Jeff stood looking back with great sturdiness and not much apparent feeling. He offered no word of condolence or sympathy. Only after a very decided pause he said, “I wonder what you will do?”
“I am going to London,” she said.
“Soon?” Jeff’s voice was curt, almost gruff.
“Yes, very soon.” She hesitated momentarily, then went on rapidly, as if it were a relief to tell someone. “My father’s life was insured. It has left my stepmother enough to live on; but, of course, not here. The place is mortgaged up to the hilt. I have nothing at all. I have got to make my own living.”
“You?” said Jeff.
She smiled again faintly, “Yes, I. What is there in that? Lots of women work for their living.”
“You are not going to work for yours,” he said.
She thrust the chair from her with a quick little movement of the hands. “I would begin to-morrow–if I only knew how. But I don’t–yet. I’ve got to look about me for a little. I am going first to a cousin at Kensington.”
“Who doesn’t want you,” said Jeff.
She looked at him in sharp surprise. “Who–who told you that?”
“You did,” he said doggedly. “At least, you told Mr. Chesyl–in my presence.”

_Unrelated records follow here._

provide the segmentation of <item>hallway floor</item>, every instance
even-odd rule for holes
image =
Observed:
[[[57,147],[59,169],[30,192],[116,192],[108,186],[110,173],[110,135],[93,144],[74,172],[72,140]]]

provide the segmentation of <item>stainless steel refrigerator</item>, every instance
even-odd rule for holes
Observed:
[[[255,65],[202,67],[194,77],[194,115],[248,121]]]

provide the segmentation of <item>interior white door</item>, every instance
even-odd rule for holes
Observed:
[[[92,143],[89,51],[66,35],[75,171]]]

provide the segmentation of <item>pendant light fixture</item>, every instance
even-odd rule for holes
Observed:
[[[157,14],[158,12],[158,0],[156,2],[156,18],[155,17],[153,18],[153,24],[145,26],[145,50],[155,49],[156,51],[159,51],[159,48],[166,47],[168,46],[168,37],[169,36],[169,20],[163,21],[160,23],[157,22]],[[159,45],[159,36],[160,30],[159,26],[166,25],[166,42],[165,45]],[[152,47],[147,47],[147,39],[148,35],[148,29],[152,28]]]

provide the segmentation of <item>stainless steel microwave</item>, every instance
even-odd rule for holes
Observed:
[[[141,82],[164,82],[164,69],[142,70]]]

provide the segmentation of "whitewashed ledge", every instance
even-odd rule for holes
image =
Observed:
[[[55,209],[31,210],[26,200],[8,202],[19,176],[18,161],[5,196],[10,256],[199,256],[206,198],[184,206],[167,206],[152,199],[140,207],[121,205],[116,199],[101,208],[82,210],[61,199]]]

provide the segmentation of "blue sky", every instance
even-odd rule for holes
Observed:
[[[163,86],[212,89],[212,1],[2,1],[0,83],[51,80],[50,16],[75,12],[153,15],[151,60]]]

“Ah, I remember!” She uttered a tremulous little laugh. “That was the day I caught you eavesdropping and ordered you off your own ground.”
“It was,” said Jeff. “I heard several things that day, and I guessed–other things.” He paused, still looking straight at her. “Miss Elliot,” he said, “wouldn’t it be easier for you to marry than to work for your living?”
The pretty brows went up in astonishment. “Oh!” she said, in quick confusion. “You heard that too?”
“Wouldn’t it be easier?” persisted Jeff in his slow, stubborn way.
She shook her head swiftly and vehemently. “I shall never marry Mr. Chesyl,” she said with determination.
“Where is he?” asked Jeff.
The soft colour rose in her face at the question. She looked away from him for the first time. “I don’t quite know where he is. I believe he is up north somewhere–in Scotland.”
“He knows what has been happening here?” questioned Jeff.
She made a slight movement as of protest. “No doubt,” she said in a low voice.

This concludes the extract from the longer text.